Pod people produce potential problems

Before director David Cronenberg turned to boring thrillers starring Viggo Mortensen, he was known for his dark and disturbing horror films. The title, eXistenZ, comes from the name of the virtual reality computer game at the centre of the film that represents his last, and best, body shock chiller. Jennifer Jason Leigh is Allegra Geller (best film moniker ever), a game designer who is forced to go on the run during the trial of her new game, when religious nuts target her for her 'crimes against reality'. Along for the ride is Ted Pikul (Jude Law with a bad, but explainable, American accent) who becomes her personal bodyguard. He's also Allegra's guinea pig when she needs another eXistenZ player to test how badly it's been damaged. The film is set in the near future where virtual reality games are the standard form of home entertainment. The technology for these 'Pods' has evolved from electronic to biological components that port directly into your spine.
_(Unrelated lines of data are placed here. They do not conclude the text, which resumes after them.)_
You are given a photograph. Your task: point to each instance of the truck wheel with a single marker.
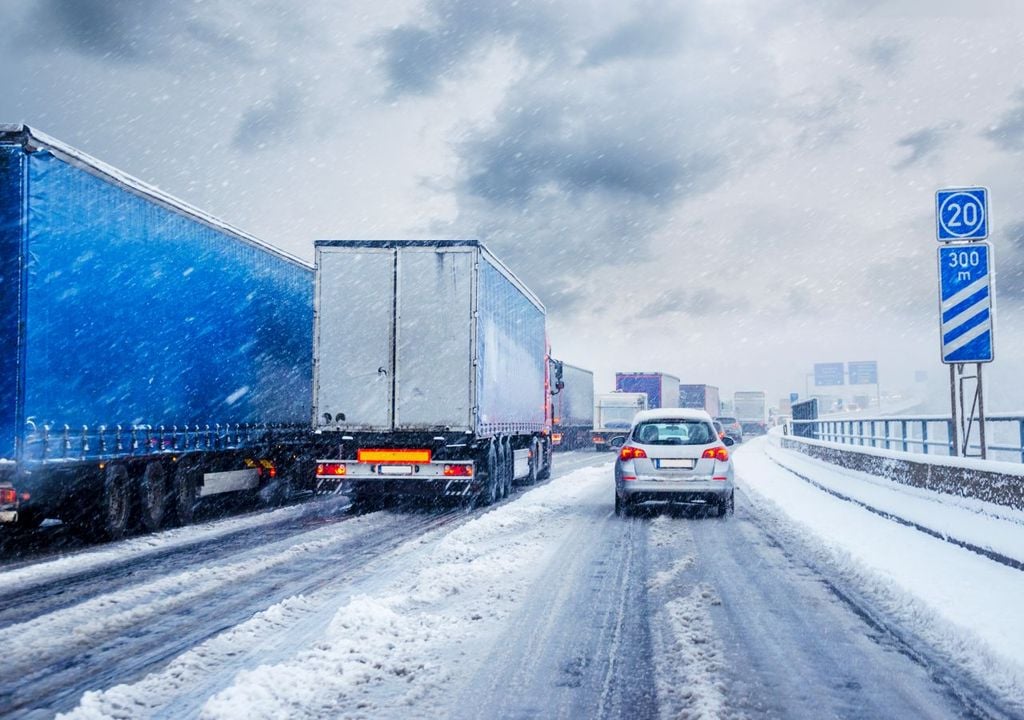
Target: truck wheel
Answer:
(503, 469)
(153, 496)
(535, 462)
(184, 494)
(489, 493)
(545, 470)
(115, 503)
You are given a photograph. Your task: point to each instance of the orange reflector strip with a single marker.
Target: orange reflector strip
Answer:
(393, 456)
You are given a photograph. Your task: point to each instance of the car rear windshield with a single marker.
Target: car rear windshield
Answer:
(674, 432)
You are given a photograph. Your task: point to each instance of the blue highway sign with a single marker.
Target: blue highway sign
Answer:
(966, 303)
(863, 373)
(828, 374)
(962, 213)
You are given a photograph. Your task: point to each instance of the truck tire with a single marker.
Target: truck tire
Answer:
(489, 493)
(115, 504)
(153, 496)
(545, 470)
(535, 463)
(184, 494)
(503, 469)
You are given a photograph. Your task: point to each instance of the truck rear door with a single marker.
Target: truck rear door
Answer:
(354, 337)
(434, 364)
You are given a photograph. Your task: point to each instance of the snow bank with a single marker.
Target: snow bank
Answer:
(961, 602)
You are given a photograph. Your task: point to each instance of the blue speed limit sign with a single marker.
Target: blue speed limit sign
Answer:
(962, 213)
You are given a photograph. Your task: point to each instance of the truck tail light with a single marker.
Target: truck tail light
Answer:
(631, 453)
(383, 456)
(718, 453)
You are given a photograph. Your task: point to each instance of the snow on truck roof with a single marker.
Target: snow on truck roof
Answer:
(671, 414)
(33, 140)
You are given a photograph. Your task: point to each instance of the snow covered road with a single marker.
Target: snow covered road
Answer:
(545, 605)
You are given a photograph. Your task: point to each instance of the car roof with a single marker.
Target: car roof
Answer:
(671, 414)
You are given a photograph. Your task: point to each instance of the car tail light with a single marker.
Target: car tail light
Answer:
(631, 453)
(718, 453)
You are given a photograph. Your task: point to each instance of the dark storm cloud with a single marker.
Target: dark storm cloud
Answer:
(418, 56)
(654, 31)
(269, 119)
(1008, 133)
(923, 144)
(551, 145)
(152, 31)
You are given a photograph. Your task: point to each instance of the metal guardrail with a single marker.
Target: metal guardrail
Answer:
(926, 433)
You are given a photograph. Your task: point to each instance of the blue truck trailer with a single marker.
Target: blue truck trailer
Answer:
(662, 389)
(431, 372)
(150, 354)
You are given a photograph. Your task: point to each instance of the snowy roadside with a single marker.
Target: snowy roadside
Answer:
(20, 579)
(398, 647)
(958, 601)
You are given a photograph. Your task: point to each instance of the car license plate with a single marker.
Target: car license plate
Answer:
(676, 464)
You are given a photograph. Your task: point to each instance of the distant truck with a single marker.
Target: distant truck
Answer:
(431, 374)
(613, 414)
(150, 354)
(571, 406)
(751, 410)
(662, 389)
(704, 397)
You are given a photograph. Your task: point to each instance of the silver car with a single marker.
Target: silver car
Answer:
(674, 455)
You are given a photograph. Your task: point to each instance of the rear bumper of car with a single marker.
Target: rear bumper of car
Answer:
(641, 490)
Cronenberg can make an audience squirm like nobody else - he gave us Jeff Goldblum as a human fly who vomits on people before he eats them for heaven's sake - but his weapon of choice here is to present the Pods as a sort of disquieting Pandora's Box fable. Pikul shares our wariness of the Pods and it takes a while before Allegra can convince him to get a bio-port installed so he can play eXistenZ. To do this, they first visit a backwater garage run by 'Gas' (a leering mechanic played by Willem Dafoe) but he's of the anti-game persuasion and tries to kill them both. Allegra then decides to visit old friend Kiri (Ian Holm) who may be able to fix the Pod that Gas deliberately infected.